I would recommend the Wimsy detective stories by Dorothy L Sayers. Imagine Jeeves and Wooster crossed with Sherlock Holmes, between about 1925-1940.

Everything by Ursula le Guin. Especially the Left Hand of Darkness, the Telling, and the Dispossessed. Sci-fi, but she does excellent characterisation and worldbuilding.
posted by His thoughts were red thoughts at 9:16 PM on November 22, 2011 [1 favorite]


I highly recommend Joseph Boyden's Through Black Spruce. It's a beautifully written piece of literature and at the same time, just a darn good story. I think it would match a lot of the things you're looking for: although it takes place in modern times, half the story is about an elderly aboriginal man who has to survive in the remote wilderness of Northern Ontario; the other half is about his niece, who leaves the north to search for her missing supermodel sister in Manhattan. Although the characters definitely don't have an easy time of it, it won't leave you feeling miserable. While it isn't a comic novel, the narrative voices are often quite dryly humorous.

I recently taught it to a group of non-English majors who are mostly kind of indifferent to fiction. Much to my surprise and delight, the entire group latched on to it with great gusto and discussed it passionately every class. Listening to them, you would think the characters they were talking about were real-life friends and acquaintances. Several of them told me that they'd had to force themselves to put it down so they could go to sleep or go to their biology class or cook dinner for their kids; many of them said it was the first novel they'd actually enjoyed.
posted by hurdy gurdy girl at 9:24 PM on November 22, 2011


In the non-fiction department: both "The Lost City of Z" and "The Devil and Sherlock Holmes" by David Grann are very well-written and gripping reads. Simply couldn't put down "The Lost City..."!

Seconding Mary Roach. I particularly enjoyed Stiff, but I suppose a certain morbid tendency is required to find the topic of cadavers entertaining...
posted by apolune at 12:40 AM on November 23, 2011 [1 favorite]


Steven Saylor's Roma Sub Rosa series might be for you, it's set in Rome in 80 A.D (the first one), and stars Gordianus the Finder, who is contracted as a detective by a young Cicero about to argue his first case, which involves patricide.

They're incredibly well-done novels, with a nice cast of recurring characters: his slave at first, later his family, also Cicero and a number of names you might know from Roman history, following them through a very interesting period of the Roman empire. They are realistic about what life in Rome was like, but are not depressing (but not fluffy, either).
posted by ariunderscore at 2:26 AM on November 23, 2011


Seconding both Donna Tartt books. Also The Story of Edgar Sawtelle absolutely transported me on a vacation a couple of years ago. The descriptions make it sound a bit precious, but it's fabulous.
posted by Cocodrillo at 3:02 AM on November 23, 2011 [1 favorite]

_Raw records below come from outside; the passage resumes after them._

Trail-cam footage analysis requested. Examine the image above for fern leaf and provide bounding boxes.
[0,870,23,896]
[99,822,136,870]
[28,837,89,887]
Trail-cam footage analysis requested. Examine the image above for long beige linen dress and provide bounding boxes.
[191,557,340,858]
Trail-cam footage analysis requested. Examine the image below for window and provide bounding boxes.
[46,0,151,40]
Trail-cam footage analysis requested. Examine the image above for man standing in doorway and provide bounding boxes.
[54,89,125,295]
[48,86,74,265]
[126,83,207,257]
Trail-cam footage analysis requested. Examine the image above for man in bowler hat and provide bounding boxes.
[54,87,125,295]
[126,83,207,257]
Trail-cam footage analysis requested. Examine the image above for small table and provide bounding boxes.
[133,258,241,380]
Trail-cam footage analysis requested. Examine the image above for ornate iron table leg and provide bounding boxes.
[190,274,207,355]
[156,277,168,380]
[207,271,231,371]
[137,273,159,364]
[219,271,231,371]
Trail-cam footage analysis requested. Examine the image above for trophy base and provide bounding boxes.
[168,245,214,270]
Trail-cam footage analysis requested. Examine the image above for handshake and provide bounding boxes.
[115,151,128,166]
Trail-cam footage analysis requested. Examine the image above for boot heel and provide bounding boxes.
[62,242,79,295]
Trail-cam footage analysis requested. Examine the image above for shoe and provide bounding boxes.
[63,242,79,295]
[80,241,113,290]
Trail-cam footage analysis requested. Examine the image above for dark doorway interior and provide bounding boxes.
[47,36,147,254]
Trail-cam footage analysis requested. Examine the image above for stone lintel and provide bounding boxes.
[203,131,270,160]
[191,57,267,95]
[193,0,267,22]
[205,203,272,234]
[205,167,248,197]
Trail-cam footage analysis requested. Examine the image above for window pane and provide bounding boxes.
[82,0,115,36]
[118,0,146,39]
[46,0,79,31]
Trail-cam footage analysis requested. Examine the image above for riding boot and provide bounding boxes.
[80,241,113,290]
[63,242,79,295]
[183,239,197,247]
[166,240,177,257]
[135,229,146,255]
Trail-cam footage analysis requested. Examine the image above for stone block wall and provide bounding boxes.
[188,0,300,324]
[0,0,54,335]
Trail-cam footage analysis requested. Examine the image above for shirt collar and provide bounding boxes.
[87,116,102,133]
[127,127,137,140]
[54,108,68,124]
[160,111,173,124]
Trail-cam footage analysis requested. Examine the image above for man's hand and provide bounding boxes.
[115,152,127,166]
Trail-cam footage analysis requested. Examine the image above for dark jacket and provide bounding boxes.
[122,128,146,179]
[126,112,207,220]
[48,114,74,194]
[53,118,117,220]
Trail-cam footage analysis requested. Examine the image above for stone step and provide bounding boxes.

The Shipping News by E. Annie Proulx.

Cloudstreet by Tim Winton

The Cider House Rules by John Irving

Lucky You by Carl Hiassen

Good Omens by Terry Pratchett and Neil Gaiman
posted by h00py at 5:26 AM on November 23, 2011


The Woman in White by Wilkie Collins. Yes, it was written in 1860, but the writing is clearer and less digressive than other writers of that period (Charles Dickens), and it has one of the best female characters of the 19th century (Marian) and one of the creepiest villains (Count Fosco).
posted by betweenthebars at 6:22 AM on November 23, 2011 [1 favorite]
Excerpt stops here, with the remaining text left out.